Organizations are extraordinarily complex, and mayor change initiatives must contend with a long list of action levers, which are policies, practices or technology that can improve productivity, adopted singly or in combination and managed by the organization. A key secret is to orchestrate a process that eventually creates a balance between management`s expectation and the end results. We have followed such a turbulent path while crafting the quality philosophy and culture to transform organizations. In every organization, employees work within the parameters of a so called psychological contract. It is unwritten and largely unstated, but it implicitly recognizes what the institution is going to do for the employees and what the employees are going to do for the institution. It establishes the level of effort the individual is willing and expected to make, as well as the linkage between performance and organizational rewards. For example, if an employee is asked to work more hours than normal, as may be the case for knowledge workers on special projects, it might be advantageous for the organization to grant extra time off when the projects are completed or to recognize the extra effort with the bonus or other special rewards - otherwise, the individual may hesitate to put forth the same level of effort the next time.

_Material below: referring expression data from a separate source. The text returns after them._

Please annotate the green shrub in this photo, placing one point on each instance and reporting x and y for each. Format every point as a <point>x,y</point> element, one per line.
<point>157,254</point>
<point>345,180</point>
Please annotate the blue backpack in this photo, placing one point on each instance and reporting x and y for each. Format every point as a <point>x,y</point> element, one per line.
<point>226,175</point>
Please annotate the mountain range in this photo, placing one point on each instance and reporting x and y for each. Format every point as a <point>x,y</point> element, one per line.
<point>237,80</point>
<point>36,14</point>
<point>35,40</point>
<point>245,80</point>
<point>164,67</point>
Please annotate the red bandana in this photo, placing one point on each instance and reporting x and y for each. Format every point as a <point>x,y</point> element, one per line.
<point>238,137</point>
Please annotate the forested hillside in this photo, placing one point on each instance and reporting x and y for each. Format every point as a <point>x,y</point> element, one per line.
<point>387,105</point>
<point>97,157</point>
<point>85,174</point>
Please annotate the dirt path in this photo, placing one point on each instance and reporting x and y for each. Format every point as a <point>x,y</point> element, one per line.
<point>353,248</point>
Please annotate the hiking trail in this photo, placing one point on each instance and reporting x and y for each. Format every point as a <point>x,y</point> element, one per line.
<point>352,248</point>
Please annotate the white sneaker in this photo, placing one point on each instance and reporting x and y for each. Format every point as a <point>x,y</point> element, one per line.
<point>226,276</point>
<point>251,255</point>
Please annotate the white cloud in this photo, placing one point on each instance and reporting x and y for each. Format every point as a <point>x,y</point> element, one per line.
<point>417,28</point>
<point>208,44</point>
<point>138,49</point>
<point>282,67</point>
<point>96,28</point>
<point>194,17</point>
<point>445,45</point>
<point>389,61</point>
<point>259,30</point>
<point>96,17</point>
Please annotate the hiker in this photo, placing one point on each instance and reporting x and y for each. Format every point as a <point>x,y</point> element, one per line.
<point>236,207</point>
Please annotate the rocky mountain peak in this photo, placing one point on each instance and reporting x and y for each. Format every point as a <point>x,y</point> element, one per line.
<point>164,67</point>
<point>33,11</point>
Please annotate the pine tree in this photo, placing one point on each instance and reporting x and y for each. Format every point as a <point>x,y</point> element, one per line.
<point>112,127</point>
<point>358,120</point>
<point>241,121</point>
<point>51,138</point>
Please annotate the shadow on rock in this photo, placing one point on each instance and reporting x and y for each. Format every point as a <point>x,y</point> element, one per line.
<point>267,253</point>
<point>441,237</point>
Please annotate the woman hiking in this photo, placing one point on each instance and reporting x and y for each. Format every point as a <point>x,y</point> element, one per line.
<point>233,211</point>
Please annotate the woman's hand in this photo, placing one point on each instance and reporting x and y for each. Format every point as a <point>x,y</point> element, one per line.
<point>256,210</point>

A change endeavor that requires different behavior from employees prompts a need to renegotiate the contract. The options for the individual are to seek other employment, to go along merely to placate management and to survive, or to work with the organization to influence the proposed changes so that both sides win. Most of the action levers represent a change in the work situation; either they involve the need to develop new social and working relationships, or they require the development of new work behaviors. These behavioral changes demand a redefinition of the contract. The situation will prompt a high level of discomfort until new and satisfactory work relationships are established. This makes the contract and important consideration in the architecture of change initiatives.

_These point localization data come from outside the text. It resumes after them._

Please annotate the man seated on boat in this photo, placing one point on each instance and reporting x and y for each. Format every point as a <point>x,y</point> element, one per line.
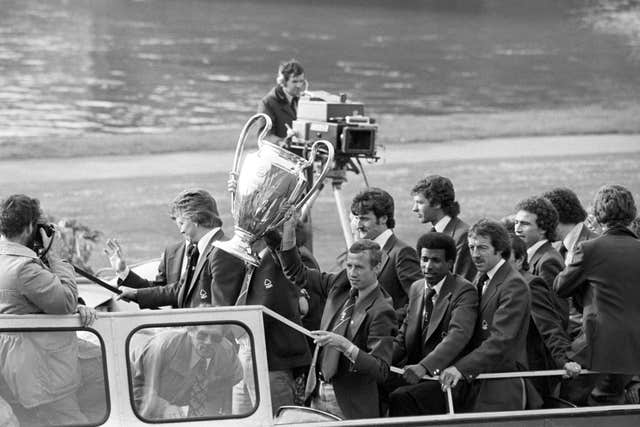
<point>186,372</point>
<point>499,341</point>
<point>603,276</point>
<point>440,321</point>
<point>359,323</point>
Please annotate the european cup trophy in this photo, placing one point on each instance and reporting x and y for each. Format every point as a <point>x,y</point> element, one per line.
<point>266,179</point>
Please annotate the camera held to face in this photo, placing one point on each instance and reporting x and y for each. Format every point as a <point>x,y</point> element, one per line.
<point>38,244</point>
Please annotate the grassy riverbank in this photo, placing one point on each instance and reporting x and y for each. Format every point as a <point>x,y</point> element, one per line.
<point>127,197</point>
<point>393,129</point>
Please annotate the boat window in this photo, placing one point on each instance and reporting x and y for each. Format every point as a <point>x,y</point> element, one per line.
<point>52,378</point>
<point>192,371</point>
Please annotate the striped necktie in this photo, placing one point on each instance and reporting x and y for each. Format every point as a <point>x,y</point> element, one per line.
<point>329,356</point>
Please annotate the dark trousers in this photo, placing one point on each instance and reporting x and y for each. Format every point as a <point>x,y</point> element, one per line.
<point>424,398</point>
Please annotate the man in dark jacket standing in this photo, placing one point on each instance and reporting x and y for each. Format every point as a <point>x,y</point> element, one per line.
<point>603,275</point>
<point>281,103</point>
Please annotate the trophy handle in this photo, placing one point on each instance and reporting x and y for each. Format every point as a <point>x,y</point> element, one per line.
<point>325,169</point>
<point>242,139</point>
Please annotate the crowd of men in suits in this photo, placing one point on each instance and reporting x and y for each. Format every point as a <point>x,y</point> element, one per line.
<point>537,290</point>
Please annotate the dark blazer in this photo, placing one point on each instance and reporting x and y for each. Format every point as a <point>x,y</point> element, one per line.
<point>286,347</point>
<point>400,268</point>
<point>216,280</point>
<point>450,327</point>
<point>546,263</point>
<point>585,234</point>
<point>372,329</point>
<point>463,266</point>
<point>499,345</point>
<point>276,105</point>
<point>547,340</point>
<point>605,273</point>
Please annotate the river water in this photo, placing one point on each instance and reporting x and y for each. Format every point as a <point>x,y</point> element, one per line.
<point>154,66</point>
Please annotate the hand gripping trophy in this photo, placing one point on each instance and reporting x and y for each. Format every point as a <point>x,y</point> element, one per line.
<point>266,179</point>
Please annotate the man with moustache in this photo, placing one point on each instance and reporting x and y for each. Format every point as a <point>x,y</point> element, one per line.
<point>191,273</point>
<point>434,202</point>
<point>535,223</point>
<point>186,372</point>
<point>439,324</point>
<point>500,337</point>
<point>373,216</point>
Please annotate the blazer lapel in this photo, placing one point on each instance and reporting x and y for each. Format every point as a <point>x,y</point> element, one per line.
<point>174,264</point>
<point>440,306</point>
<point>333,304</point>
<point>202,260</point>
<point>450,228</point>
<point>391,241</point>
<point>359,315</point>
<point>492,287</point>
<point>413,333</point>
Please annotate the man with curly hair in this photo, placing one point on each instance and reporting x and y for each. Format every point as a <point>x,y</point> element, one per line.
<point>571,229</point>
<point>535,223</point>
<point>373,218</point>
<point>604,275</point>
<point>434,201</point>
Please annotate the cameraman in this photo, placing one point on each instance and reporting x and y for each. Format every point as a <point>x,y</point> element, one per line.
<point>281,103</point>
<point>40,368</point>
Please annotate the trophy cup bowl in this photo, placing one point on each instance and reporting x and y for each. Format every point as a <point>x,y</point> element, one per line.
<point>266,179</point>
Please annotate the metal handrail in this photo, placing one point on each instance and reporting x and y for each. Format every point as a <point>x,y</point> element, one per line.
<point>447,390</point>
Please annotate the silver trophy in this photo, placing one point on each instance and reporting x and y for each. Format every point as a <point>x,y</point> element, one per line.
<point>268,178</point>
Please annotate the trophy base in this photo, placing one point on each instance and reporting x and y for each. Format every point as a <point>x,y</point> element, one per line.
<point>240,247</point>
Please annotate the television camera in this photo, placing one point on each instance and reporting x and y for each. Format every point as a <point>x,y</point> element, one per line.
<point>352,134</point>
<point>342,123</point>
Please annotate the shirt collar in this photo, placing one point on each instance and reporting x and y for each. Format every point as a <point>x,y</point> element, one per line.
<point>204,240</point>
<point>442,224</point>
<point>495,268</point>
<point>534,248</point>
<point>383,237</point>
<point>364,293</point>
<point>571,238</point>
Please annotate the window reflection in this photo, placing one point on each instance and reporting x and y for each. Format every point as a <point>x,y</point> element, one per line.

But let us come back to a favorite topic. High performance does not happen automatically. It must be carefully designed, and experience indicates that it needs champions who provide intelligence, leadership and support. Again, people do not feel comfortable with change; they tend to resist the unknown, and they are often reluctant to commit to a transformation venture that has an uncertain future (the difference between pioneers and settlers). Change agents provide the leadership needed to get people out of their comfort zones. In a way, they must become merchants of vision, bringing new purpose and values to the institution. The challenge is to integrate new ideals into the domain of transformation. These leaders acknowledge that changes in the agendas of organizations are inevitable and necessary, and that there is need to address new concepts, personal responsibility, product and service quality, expanding markets, shrinking resources, technological advancements and culture transformation in order to adapt, thrive, innovate and lead.

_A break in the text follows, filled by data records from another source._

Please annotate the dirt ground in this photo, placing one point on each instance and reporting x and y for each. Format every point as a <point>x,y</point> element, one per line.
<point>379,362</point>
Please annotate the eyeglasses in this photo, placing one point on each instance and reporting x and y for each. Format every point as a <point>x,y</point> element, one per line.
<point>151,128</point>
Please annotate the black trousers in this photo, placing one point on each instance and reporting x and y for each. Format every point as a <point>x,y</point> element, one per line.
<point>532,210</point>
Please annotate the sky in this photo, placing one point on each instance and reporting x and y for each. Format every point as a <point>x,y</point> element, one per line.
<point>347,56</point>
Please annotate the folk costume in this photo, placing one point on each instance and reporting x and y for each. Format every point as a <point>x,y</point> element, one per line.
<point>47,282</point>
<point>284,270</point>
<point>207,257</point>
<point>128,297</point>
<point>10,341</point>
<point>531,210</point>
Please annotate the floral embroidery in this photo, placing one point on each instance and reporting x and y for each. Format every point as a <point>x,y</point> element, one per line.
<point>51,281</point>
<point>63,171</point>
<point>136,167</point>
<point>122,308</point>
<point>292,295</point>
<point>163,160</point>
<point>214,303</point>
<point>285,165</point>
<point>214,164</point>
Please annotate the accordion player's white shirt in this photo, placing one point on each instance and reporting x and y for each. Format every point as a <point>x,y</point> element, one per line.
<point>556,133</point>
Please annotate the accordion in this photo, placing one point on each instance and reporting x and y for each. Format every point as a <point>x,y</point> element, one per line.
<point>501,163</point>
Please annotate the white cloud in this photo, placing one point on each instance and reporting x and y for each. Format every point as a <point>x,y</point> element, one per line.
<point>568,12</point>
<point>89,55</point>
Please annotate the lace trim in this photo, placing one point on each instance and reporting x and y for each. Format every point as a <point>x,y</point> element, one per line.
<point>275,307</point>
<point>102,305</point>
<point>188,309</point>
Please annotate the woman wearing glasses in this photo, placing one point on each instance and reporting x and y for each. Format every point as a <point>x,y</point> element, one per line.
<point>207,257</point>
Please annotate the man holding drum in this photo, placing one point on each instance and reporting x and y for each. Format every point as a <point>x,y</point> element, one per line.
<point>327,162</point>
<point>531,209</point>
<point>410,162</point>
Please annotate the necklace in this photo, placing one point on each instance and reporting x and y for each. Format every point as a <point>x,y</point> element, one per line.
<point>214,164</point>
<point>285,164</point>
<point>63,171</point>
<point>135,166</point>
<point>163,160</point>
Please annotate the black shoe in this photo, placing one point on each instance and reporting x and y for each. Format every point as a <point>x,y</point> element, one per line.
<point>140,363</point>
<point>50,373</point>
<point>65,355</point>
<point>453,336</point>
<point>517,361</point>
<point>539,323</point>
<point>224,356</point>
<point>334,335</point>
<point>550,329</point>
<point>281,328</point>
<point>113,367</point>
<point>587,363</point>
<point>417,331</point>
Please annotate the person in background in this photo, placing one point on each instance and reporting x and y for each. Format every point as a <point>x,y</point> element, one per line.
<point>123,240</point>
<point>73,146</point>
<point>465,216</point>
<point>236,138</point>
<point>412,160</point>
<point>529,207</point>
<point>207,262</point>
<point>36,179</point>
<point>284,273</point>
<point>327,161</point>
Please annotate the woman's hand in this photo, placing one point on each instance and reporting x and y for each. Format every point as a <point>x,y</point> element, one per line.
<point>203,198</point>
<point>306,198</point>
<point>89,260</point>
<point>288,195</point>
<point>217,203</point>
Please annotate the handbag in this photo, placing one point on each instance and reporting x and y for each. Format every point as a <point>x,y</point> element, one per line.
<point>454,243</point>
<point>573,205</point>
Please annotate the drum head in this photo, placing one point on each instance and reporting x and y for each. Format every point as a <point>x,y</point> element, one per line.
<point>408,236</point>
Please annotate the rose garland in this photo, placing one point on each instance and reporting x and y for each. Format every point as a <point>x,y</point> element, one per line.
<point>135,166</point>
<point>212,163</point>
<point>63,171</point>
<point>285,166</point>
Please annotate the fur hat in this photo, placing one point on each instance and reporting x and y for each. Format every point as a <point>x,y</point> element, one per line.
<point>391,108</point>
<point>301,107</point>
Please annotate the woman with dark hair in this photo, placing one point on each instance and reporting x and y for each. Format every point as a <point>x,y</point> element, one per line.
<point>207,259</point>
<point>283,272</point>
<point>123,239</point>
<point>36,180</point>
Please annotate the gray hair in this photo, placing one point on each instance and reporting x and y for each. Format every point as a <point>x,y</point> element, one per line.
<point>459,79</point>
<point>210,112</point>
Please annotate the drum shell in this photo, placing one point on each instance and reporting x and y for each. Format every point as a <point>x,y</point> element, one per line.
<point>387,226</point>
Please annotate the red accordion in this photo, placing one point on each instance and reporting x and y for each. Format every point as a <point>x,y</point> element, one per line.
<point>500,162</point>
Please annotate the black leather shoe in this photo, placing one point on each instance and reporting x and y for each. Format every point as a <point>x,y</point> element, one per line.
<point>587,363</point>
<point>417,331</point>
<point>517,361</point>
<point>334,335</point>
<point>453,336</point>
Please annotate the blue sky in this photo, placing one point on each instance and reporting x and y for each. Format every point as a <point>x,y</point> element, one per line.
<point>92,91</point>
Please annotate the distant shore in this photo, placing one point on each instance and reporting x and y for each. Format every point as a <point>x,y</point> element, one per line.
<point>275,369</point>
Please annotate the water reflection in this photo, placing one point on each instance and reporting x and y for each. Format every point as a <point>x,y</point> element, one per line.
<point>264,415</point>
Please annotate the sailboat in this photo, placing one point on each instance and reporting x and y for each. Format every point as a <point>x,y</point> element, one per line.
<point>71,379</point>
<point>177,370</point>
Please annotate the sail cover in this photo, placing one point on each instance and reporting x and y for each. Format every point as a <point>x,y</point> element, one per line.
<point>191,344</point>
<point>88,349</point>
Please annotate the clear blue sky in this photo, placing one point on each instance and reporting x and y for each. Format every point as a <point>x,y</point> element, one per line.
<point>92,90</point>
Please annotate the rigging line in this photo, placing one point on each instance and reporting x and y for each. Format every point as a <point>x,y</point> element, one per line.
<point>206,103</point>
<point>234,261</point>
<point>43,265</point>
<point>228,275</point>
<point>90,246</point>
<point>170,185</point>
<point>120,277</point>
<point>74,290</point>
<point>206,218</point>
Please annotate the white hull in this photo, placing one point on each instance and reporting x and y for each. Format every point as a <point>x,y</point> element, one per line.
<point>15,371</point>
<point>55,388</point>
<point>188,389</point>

Average teams are satisfied to be average; others expect to be champions. It all starts with the energy of leaders thriving to make high performance a group goal. However, the leadership role in setting the performance expectations or standards is often overlooked in conventional scenarios. Someone has to decide that it is possible to be the best or that, simply, there is a better way. It is not easy to aspire to world-class-olympic standards. People have to be challenged and convinced that the improbable is nevertheless possible.
Traditional human resources practices have focused on minimal performance standards and by now that has become part of the group psychology in many work units: "Everyone was good enough to be hired". It has also been perpetuated by traditional merit pay systems: "We need to keep our employees "whole". Everyone deserves some pay increase". The responsibility of leadership is pressing for the development of capabilities to be the best. It is about raising the bar.